Oui ! C’est ça qui était drôle. Je ne sais pas ce qu’ils mettaient dans cette pommade et si elle existe encore. Tout le monde au Maroc réagit en voyant les boîtes de paracétamol du film, et même sur les réseaux sociaux.
Pas une projection, mais il y a eu la cérémonie de clôture au Festival de Marrakech ! Chaque rangée était occupée par une équipe de film, dont celle, tunisienne, de Tlamess/Le Sortilège d’Ala Eddine Slim (en salle le 19 février, ndlr). On était convaincus qu’on allait avoir un prix, parce que toute la semaine, tout le monde nous faisait des louanges. Après les prix d’interprétation et le prix du jury attribués à d’autres, je me suis dit : « Ça s’annonce bien ». Tilda Swinton lance : « Prix de la mise en scène à Ala Eddine… ». J’étais en train de parler avec un de mes acteurs. Je vois toute la salle qui se lève, applaudit, me regarde, et Anas El Baz, qui joue le médecin, qui se lève aussi et me fait : « Bravo ! C’est mérité ! ». Les gens derrière font : « Vas-y, lève-toi ! ». On est retransmis en direct à la télé. La caméra en train de filmer arrive sur moi, je me lève et je commence à remercier la salle. Et là, quelqu’un vient vers la caméra et dit : « C’est pas lui, c’est l’autre ! ». La caméra redescend plus bas et cadre Ala Eddine, donc Slim, en train de dire : « Mais c’est moi ! ». Et moi, je suis là, debout, je regarde autour, et dans un moment très glamour, je referme le col de ma veste et je m’assois ! Quand elle voit que Tlamess est écrit sur scène, toute la salle fait « Ooohhhh ». Heureusement que j’ai vu le mec de la caméra, sinon j’étais capable de monter sur scène et de remercier je ne sais pas qui !

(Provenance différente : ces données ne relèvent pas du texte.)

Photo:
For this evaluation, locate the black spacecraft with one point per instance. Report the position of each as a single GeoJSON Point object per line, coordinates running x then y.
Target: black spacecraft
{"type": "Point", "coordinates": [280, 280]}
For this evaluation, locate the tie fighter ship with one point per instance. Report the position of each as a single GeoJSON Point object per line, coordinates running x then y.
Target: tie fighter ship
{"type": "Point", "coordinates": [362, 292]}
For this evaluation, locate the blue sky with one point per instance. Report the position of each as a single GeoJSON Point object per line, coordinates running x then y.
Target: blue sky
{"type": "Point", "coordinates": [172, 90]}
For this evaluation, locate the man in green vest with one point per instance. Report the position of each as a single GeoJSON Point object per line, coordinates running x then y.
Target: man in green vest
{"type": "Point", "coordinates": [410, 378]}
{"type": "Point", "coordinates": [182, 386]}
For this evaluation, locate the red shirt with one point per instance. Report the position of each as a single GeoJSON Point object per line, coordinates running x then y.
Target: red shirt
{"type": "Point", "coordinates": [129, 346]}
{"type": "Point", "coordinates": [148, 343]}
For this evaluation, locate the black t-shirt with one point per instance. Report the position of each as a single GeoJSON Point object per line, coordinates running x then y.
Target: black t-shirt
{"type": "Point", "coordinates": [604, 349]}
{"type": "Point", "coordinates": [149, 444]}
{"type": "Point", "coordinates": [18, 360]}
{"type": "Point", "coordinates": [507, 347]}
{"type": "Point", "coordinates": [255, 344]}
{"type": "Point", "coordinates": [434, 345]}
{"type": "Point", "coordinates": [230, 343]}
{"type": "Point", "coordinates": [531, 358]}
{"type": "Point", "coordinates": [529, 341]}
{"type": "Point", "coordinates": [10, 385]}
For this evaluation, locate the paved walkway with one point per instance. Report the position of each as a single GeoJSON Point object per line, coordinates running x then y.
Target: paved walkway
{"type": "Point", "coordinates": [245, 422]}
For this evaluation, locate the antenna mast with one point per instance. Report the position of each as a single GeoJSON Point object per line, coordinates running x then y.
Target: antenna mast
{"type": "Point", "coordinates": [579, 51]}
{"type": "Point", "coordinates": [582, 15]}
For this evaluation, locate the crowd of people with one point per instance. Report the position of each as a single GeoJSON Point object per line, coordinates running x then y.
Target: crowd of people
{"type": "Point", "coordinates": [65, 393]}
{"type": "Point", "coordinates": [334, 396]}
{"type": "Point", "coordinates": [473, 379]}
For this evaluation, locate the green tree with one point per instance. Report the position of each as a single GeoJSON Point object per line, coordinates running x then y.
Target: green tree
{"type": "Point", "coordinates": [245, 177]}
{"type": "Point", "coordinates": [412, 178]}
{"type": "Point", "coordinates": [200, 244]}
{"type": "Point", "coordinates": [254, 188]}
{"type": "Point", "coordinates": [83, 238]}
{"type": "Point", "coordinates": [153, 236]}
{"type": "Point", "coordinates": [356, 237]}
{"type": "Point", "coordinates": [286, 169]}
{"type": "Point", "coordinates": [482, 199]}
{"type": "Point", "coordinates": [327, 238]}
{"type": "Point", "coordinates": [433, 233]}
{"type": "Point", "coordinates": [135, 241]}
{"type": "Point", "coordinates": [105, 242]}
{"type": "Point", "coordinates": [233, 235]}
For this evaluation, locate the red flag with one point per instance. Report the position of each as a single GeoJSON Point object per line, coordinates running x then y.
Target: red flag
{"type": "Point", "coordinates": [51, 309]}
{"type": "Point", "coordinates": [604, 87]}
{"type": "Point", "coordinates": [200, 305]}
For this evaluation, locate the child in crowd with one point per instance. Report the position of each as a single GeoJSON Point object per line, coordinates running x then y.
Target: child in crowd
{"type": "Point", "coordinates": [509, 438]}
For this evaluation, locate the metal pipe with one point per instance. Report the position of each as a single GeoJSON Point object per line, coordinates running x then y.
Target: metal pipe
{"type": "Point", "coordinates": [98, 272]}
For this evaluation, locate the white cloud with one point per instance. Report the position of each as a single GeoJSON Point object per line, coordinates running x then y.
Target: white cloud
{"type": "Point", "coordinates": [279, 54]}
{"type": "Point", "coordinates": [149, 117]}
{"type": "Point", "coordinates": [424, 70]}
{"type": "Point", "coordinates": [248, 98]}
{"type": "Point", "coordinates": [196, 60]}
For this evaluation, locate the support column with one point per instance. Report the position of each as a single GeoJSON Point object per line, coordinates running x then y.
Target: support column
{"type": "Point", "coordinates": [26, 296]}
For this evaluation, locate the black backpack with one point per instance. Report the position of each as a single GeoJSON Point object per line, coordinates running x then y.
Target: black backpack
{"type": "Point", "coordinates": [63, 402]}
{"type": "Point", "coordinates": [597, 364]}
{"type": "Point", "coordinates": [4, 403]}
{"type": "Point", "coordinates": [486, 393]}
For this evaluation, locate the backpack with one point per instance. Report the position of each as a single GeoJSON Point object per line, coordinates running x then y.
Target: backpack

Je n’en ai pas de favori. Mais il y en a énormément que j’aime beaucoup. J’avais adoré Snow Therapy de Ruben Östlund. Ce n’est pas vraiment burlesque, mais il y a cet humour un peu froid, scandinave, que j’apprécie beaucoup. Intervention divine d’Elia Suleiman aussi.
En France, c’est Suleiman. En Europe, c’est davantage Kaurismäki, et pour la presse anglophone, ce sont les frères Coen, mais toujours avec la spécification « dans le Maghreb ». Il y a même un magazine qui a rebaptisé le film « Fargo dans le désert ». Je trouvais ça rigolo.
Je ne pense pas qu’il y en ait un en particulier. Je ne viens pas d’une famille extrêmement cinéphile, au contraire même. Les premiers films que j’ai regardés, c’étaient les Charlie Chaplin, que j’adorais. Je continue encore à en regarder. C’est un humour universel, qui ne vieillit pas. C’est drôle, mais ça raconte énormément de choses sur la société de l’époque, et qui sont encore assez contemporaines. Je trouve assez fort que, sans dire un mot et avec cet humour visuel, on puisse faire rire autant de gens.